Kim also played a key role in providing critical US military support in the ousting of radical militants from Marawi in Mindanao island, which they had captured after raiding the city in 2017.

These achievements were not lost on Duterte, who gave the outgoing Kim the Philippines' highest award for a foreign diplomat before his return home in September 2020, on top of granting an absolute pardon to convicted US Marine Joseph Scott Pemberton on the same day Kim made his farewell call to the Presidential Palace.

Pemberton, who was among the thousands of American soldiers taking part in regular military exercises with their Filipino counterparts, was convicted of killing a Filipina transgender woman he met at a local bar in 2014.

The appointment of Filipino-American Gloria Steele as acting administrator of the US Agency for International Development (USAID) may also be seen by Manila as a positive development. USAID and the new US International Development Finance Corporation are expected to work alongside the Asian Development Bank, which is based in Metro Manila, and Japan to provide a counterweight to Beijing's infrastructure funding in the region.
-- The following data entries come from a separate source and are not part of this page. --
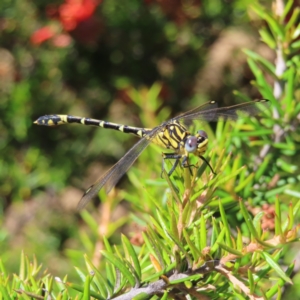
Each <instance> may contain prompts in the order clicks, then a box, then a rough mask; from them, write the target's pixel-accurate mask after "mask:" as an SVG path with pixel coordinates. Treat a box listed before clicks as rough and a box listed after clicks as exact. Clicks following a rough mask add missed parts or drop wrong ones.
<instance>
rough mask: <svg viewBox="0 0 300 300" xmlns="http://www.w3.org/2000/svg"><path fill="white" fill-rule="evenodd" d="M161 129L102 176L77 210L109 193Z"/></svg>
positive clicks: (135, 148) (132, 149) (143, 140)
mask: <svg viewBox="0 0 300 300" xmlns="http://www.w3.org/2000/svg"><path fill="white" fill-rule="evenodd" d="M159 130H160V127H155V128H154V129H153V130H152V131H150V133H149V134H147V135H146V136H144V137H143V138H141V139H140V140H139V141H138V142H137V143H136V144H135V145H134V146H133V147H132V148H131V149H130V150H129V151H128V152H127V153H126V154H125V155H124V156H123V157H122V158H121V159H120V160H119V161H118V162H117V163H116V164H115V165H113V166H112V167H111V168H110V169H109V170H108V171H107V172H106V173H105V174H104V175H103V176H101V177H100V178H99V179H98V180H97V181H96V182H95V183H94V184H93V185H92V186H91V187H90V188H88V189H87V190H86V192H85V193H84V195H83V196H82V198H81V200H80V201H79V203H78V206H77V209H78V210H80V209H82V208H84V206H85V205H86V204H87V203H88V202H89V201H90V200H91V199H92V198H93V197H94V196H96V195H97V194H98V192H99V191H100V190H101V189H102V188H103V187H105V189H106V192H107V193H109V192H110V191H111V189H112V188H113V187H114V186H115V185H116V184H117V182H118V181H119V180H120V178H121V177H122V176H123V175H124V174H125V173H126V172H127V170H128V169H129V168H130V167H131V166H132V164H133V163H134V162H135V161H136V159H137V158H138V157H139V156H140V155H141V153H142V152H143V150H144V149H145V148H146V147H147V146H148V145H149V143H151V140H152V139H153V138H154V137H155V135H156V133H157V132H158V131H159Z"/></svg>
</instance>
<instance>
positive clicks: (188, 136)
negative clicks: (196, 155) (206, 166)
mask: <svg viewBox="0 0 300 300" xmlns="http://www.w3.org/2000/svg"><path fill="white" fill-rule="evenodd" d="M207 143H208V137H207V133H206V132H205V131H203V130H198V132H197V134H196V135H189V136H187V137H186V140H185V143H184V148H185V150H186V151H187V152H188V153H193V154H195V155H197V156H200V155H203V154H204V153H205V151H206V148H207Z"/></svg>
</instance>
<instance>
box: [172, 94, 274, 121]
mask: <svg viewBox="0 0 300 300" xmlns="http://www.w3.org/2000/svg"><path fill="white" fill-rule="evenodd" d="M269 104H270V101H269V100H265V99H262V100H254V101H251V102H246V103H241V104H236V105H232V106H228V107H215V105H216V104H215V102H208V103H207V104H205V106H200V107H198V108H196V109H193V110H191V111H189V112H187V113H185V114H183V115H180V116H178V117H176V118H175V119H176V120H178V121H184V122H186V121H192V120H204V121H209V122H211V121H218V120H219V119H223V120H228V119H231V120H237V119H238V118H239V116H240V112H243V113H246V114H247V115H248V116H255V115H257V114H258V113H259V112H261V105H263V106H264V107H266V106H269ZM206 108H208V109H206Z"/></svg>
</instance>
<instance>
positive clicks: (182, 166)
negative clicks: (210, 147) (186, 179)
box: [181, 155, 195, 175]
mask: <svg viewBox="0 0 300 300" xmlns="http://www.w3.org/2000/svg"><path fill="white" fill-rule="evenodd" d="M188 159H189V158H188V156H187V155H185V156H184V157H183V159H182V163H181V165H182V167H183V168H189V170H190V173H191V175H193V172H192V169H191V167H195V165H190V164H189V162H188Z"/></svg>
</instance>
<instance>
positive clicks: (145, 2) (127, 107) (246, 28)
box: [0, 0, 274, 276]
mask: <svg viewBox="0 0 300 300" xmlns="http://www.w3.org/2000/svg"><path fill="white" fill-rule="evenodd" d="M250 2H251V3H253V1H249V0H235V1H220V0H185V1H180V0H144V1H141V0H131V1H126V5H125V4H124V2H122V1H118V0H109V1H101V0H98V1H97V0H65V1H63V0H60V1H58V0H52V1H51V0H36V1H27V0H24V1H17V0H13V1H11V0H2V1H0V12H1V14H0V30H1V31H0V32H1V35H0V93H1V97H0V114H1V116H0V151H1V155H0V199H1V201H0V224H1V227H0V241H1V258H2V260H3V261H4V262H5V264H6V266H7V269H8V270H9V271H13V272H15V271H17V269H18V263H19V256H20V252H21V250H23V251H24V252H25V253H26V254H27V255H28V256H31V255H33V254H35V255H36V256H37V258H38V260H39V261H40V262H43V264H44V265H46V266H47V267H48V268H49V269H50V272H52V273H55V274H59V275H61V276H63V275H64V274H66V273H68V272H69V271H70V270H72V268H73V266H72V264H71V260H70V258H71V259H72V258H74V257H76V255H77V254H76V253H77V252H76V251H79V250H82V251H83V249H84V250H85V249H86V248H85V247H86V246H87V245H83V244H84V243H83V242H82V241H83V240H84V238H83V237H82V235H83V232H84V226H85V225H84V222H83V221H82V218H81V217H80V216H79V215H78V214H77V213H76V205H77V203H78V201H79V199H80V198H81V196H82V193H83V191H84V190H85V189H86V188H87V187H89V186H90V185H91V184H92V183H93V182H94V181H95V180H96V179H97V177H98V176H100V175H101V174H102V172H103V171H104V170H106V169H107V168H108V167H109V166H111V165H112V164H113V163H115V162H116V161H117V160H118V159H119V158H121V157H122V155H124V153H125V152H126V150H128V149H129V148H130V146H131V145H133V144H134V142H136V139H135V138H134V137H131V136H128V135H126V134H122V133H118V132H114V131H109V130H104V129H94V128H91V127H86V126H80V125H66V126H63V127H53V128H47V127H39V126H36V125H34V124H33V121H35V120H36V119H37V118H38V117H39V116H42V115H46V114H52V113H58V114H73V115H79V116H86V117H93V118H97V119H104V120H109V121H112V122H118V123H124V124H127V125H132V126H141V127H144V126H145V127H153V126H156V125H158V124H159V122H162V121H164V118H169V117H171V116H174V115H176V114H177V113H179V112H183V111H186V110H188V109H190V108H193V107H196V106H198V105H200V104H202V103H204V102H206V101H208V100H215V101H217V102H218V103H219V105H220V106H228V105H231V104H234V103H238V102H239V101H240V102H241V101H243V100H241V99H238V98H237V97H235V96H234V95H233V91H234V90H239V91H240V92H243V93H244V94H246V95H247V96H248V97H249V99H255V98H260V97H261V95H259V94H258V93H257V90H256V89H255V87H252V85H251V80H252V79H253V77H252V73H251V71H250V69H249V67H248V66H247V61H246V56H245V55H244V54H243V52H242V49H243V48H248V49H255V51H256V52H258V53H259V54H260V55H262V56H263V57H265V58H266V59H268V60H270V61H272V60H273V59H274V53H273V52H271V51H270V49H269V48H267V47H266V46H264V45H263V44H262V43H261V42H260V41H259V37H258V29H257V28H259V27H260V25H261V24H260V23H259V22H260V21H258V20H257V19H256V16H255V15H254V14H252V13H251V11H248V5H249V3H250ZM266 2H267V3H269V2H268V1H266ZM269 80H270V79H269ZM151 93H152V94H151ZM153 94H155V95H157V96H158V98H159V101H158V102H155V103H154V102H153ZM158 115H160V116H161V117H158ZM157 156H158V157H157V162H158V170H159V168H160V160H161V157H160V155H157ZM141 161H143V158H141ZM139 163H140V162H139ZM146 163H147V162H146V160H145V161H144V164H146ZM158 174H160V173H159V172H158V173H157V174H155V176H156V177H158V176H159V175H158ZM127 182H128V181H127V180H126V177H125V178H124V179H123V180H122V181H121V183H120V184H121V186H122V187H123V188H124V187H126V183H127ZM95 204H97V201H95ZM125 206H126V205H125ZM120 214H121V215H123V213H122V212H121V213H120ZM115 219H118V215H116V216H115ZM78 236H81V239H78ZM80 241H81V242H80ZM81 255H82V254H81Z"/></svg>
Finally, the most urgent task for the US is to appoint a seasoned career diplomat as its ambassador to the Philippines.

China has shown it is keenly aware of the importance of such a move, having appointed Huang Xilian as its ambassador to the country. Huang, Beijing's former top envoy to the Association of Southeast Asian Nations, has since become active in burnishing Beijing's reputation in the Philippines through media, government and social circles.